They put on 40 X 125 roof started at 0630 and finished by 0930. Every thing was done but the sheet metal. Had three up on the roof, two on a scissors lift two on the ground and one on the front loader. (Plus one this flatus doing the fetching) All volunteer help.

For a while I toyed with the idea of raising "Organic" alfalfa for the dairy goat trade. I have lost numerous customers to there changing to certified "Organic".

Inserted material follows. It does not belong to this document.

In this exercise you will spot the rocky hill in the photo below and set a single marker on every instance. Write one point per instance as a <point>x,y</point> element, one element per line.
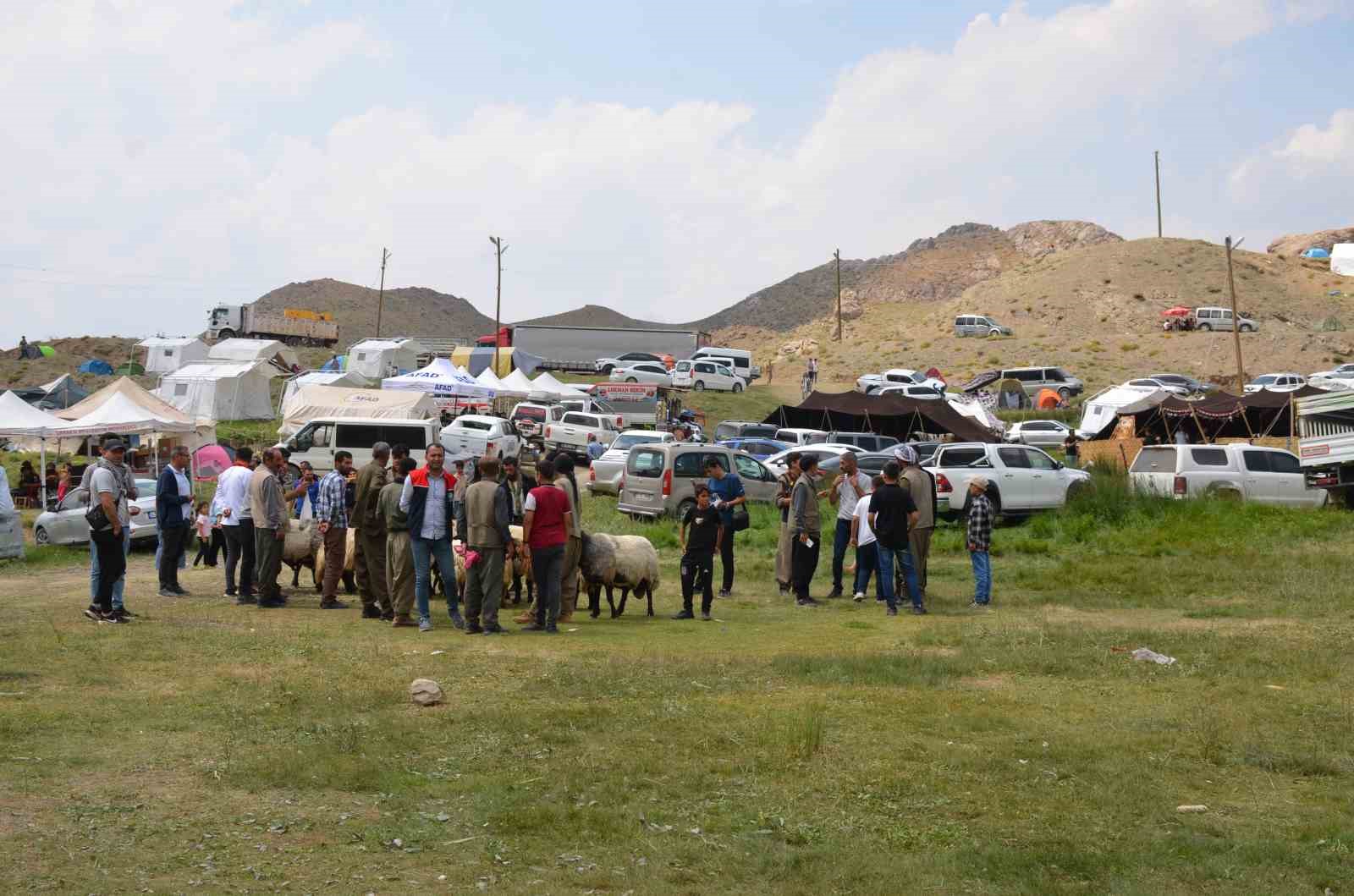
<point>929,270</point>
<point>410,311</point>
<point>1094,311</point>
<point>1296,244</point>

What amazed me the most is these people preferred sweet sorghum as the were worried about the blister beetle. More paranoid about The Bug than even the horse owning public. 
Remembering alfalfa from the 1950's I did not believe it would be all that difficult to grow organic. 
Did not take long to learn different. Their rules are designed to make growing organic alfalfa close to impossible on the calcareous, high CEC, high pH soils, HERE. That plus paying a evaluator a large fee. plus mileage, meals, and quarters. I am familiar with the milk inspectors and the heart burn on personal whims they can deal out. No thank You.


----------



## hay wilson in TX (Jan 28, 2009)

For the Record, it did not rain at all in August which was a good example of my hound dog mouth over loading my houndog brain. 
The real forecasters do not have any hope for the next two weeks.


----------



## mlappin (Jun 25, 2009)

We got 3/4" the last few days, was hoping for at least a inch, a inch and a half would have been preferable, but if it rains again this weekend we still have the potential for a bin busting crop.


----------



## Nitram (Apr 2, 2011)

1/4 inch rain and below 100°!!!! Think 2 inches wouldn't run off at this point.


----------



## mlappin (Jun 25, 2009)

Ended up with another inch the last couple of days, ground was still so dry no puddles anywhere. Should really be a good corn year, most fields the ears are pushing right out the end of the husks.


----------



## Vol (Jul 5, 2009)

Incredible weather as of recent weeks in the Southeast......highs have been in the low 80's, lows in the upper 50's, low humidity, and about a 3/4" of rain per week. Heavenly.

Regards, Mike


----------